1.1    Klager is met de eigenaars van een naastgelegen perceel (hierna: de wederpartij) in een geschil verwikkeld over (onder meer) de aansluiting en/of het gebruik van nutsvoorzieningen. 
1.2    De wederpartij heeft klager op 24 juni 2022 in kort geding gedagvaard met het verzoek om klager te verbieden aanspraak te maken op uit hoofde van een eerder vonnis verbeurde dwangsommen. Verweerder heeft de wederpartij in dit kort geding bijgestaan. 
1.3    Op 7 juli 2022 om 7:05 uur heeft de heer T, een medewerker van een stroombedrijf, een e-mail naar de wederpartij gestuurd. De medewerker schrijft daarin onder meer:
“De aansluiting van uw buurman is niet bekend bij ons en wij hebben deze aansluiting ook niet gemaakt. Het feit dat uw buurman zoals u zegt eigenhandig een aftakking heeft gemaakt op de aansluitkabel is dan ook illegaal. Het feit dat er ook nog eens stroom wordt afgetapt zonder ervoor te betalen is dan ook de aanleiding geweest om dit verhaal door te zetten richting ons Fraude Team en zij zullen hier ook opvolging aan geven.”
1.4    Verweerder heeft deze verklaring diezelfde dag om 8:21 uur als productie 22 bij de rechtbank ingediend. 
1.5    Op 7 juli 2022 om 18:19 uur heeft een jurist van het stroombedrijf in een e-mail aan klagers advocaat laten weten dat de verklaring van de heer T wordt ingetrokken.
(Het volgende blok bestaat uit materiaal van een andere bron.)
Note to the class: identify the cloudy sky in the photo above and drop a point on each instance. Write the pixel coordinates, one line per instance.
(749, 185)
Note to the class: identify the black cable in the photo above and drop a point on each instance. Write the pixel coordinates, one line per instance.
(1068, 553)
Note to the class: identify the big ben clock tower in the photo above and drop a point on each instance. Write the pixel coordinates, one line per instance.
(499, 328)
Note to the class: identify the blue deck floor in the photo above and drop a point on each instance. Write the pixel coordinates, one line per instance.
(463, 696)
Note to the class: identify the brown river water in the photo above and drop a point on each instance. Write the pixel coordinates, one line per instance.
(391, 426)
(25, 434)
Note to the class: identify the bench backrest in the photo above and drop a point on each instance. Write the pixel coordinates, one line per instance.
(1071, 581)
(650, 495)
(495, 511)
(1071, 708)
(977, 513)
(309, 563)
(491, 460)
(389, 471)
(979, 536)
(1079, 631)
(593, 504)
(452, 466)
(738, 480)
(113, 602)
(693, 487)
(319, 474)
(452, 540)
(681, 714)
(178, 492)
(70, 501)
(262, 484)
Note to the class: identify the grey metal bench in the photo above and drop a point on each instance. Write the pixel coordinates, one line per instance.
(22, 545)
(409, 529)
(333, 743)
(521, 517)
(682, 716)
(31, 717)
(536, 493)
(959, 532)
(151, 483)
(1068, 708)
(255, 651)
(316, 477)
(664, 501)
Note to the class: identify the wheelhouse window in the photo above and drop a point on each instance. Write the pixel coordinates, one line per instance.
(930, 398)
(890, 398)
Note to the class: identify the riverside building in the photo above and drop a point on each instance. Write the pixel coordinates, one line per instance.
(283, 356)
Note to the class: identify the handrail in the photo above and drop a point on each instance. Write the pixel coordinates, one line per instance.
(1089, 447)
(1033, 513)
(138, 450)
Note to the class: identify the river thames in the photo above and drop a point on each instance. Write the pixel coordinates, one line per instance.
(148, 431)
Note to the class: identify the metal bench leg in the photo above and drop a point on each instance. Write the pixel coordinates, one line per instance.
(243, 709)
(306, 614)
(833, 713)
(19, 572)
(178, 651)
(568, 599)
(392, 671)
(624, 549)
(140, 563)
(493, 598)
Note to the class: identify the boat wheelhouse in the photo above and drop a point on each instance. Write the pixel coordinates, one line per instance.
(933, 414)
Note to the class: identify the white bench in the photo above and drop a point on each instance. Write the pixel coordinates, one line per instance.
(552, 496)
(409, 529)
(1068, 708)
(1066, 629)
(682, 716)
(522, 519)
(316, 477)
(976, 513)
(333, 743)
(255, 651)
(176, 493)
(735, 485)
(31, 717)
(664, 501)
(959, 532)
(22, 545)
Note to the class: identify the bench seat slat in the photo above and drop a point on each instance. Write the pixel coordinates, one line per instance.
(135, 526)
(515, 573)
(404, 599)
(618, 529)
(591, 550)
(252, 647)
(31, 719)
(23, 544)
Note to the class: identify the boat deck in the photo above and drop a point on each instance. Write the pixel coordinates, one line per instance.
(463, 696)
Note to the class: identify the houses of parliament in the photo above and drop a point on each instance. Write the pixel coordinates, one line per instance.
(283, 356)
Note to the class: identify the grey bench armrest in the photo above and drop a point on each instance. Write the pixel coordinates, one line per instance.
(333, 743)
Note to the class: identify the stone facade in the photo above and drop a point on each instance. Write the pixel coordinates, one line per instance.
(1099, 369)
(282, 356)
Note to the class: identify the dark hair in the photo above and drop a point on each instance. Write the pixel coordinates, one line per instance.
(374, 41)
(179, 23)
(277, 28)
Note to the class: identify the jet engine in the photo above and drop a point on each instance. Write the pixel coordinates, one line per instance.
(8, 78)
Daarbij is onder meer vermeld:
“[De heer T] heeft de betreffende e-mail op basis van de op dat moment bij hem bekende feiten en omstandigheden opgesteld en verstuurd. Helaas bleken deze feiten en omstandigheden niet (allemaal) juist en/of zijn deze onvoldoende geverifieerd.” 
1.6    In aanvulling daarop heeft dezelfde jurist bij e-mail van 8 juli 2022 om 9.09 uur aan klager en zijn advocaat onder meer geschreven:
“In mijn bericht heb ik aangegeven hoe [de heer T] tot de inhoud van de betreffende e-mail is gekomen. Dat was op basis van de op dat moment bij hem bekende feiten en omstandigheden. Die bleken niet (allemaal) waar en/of geverifieerd. Ik heb (…) de e-mail/verklaring, zonder voorbehoud, ingetrokken. Die e-mail/verklaring is dus van de baan en daaraan kunnen geen rechten meer worden ontleend.”
1.7    Op 8 juli 2022 om 9.24 uur heeft klagers advocaat een e-mail naar verweerder gestuurd met daarbij een laatste productie. Deze productie betreft het bericht dat het stroombedrijf de verklaring van de heer T intrekt.
1.8    Op 8 juli 2022 om 12.00 uur is de zaak mondeling behandeld. 
1.9    Op 20 juli 2022 heeft klager bij de deken een klacht over verweerder ingediend.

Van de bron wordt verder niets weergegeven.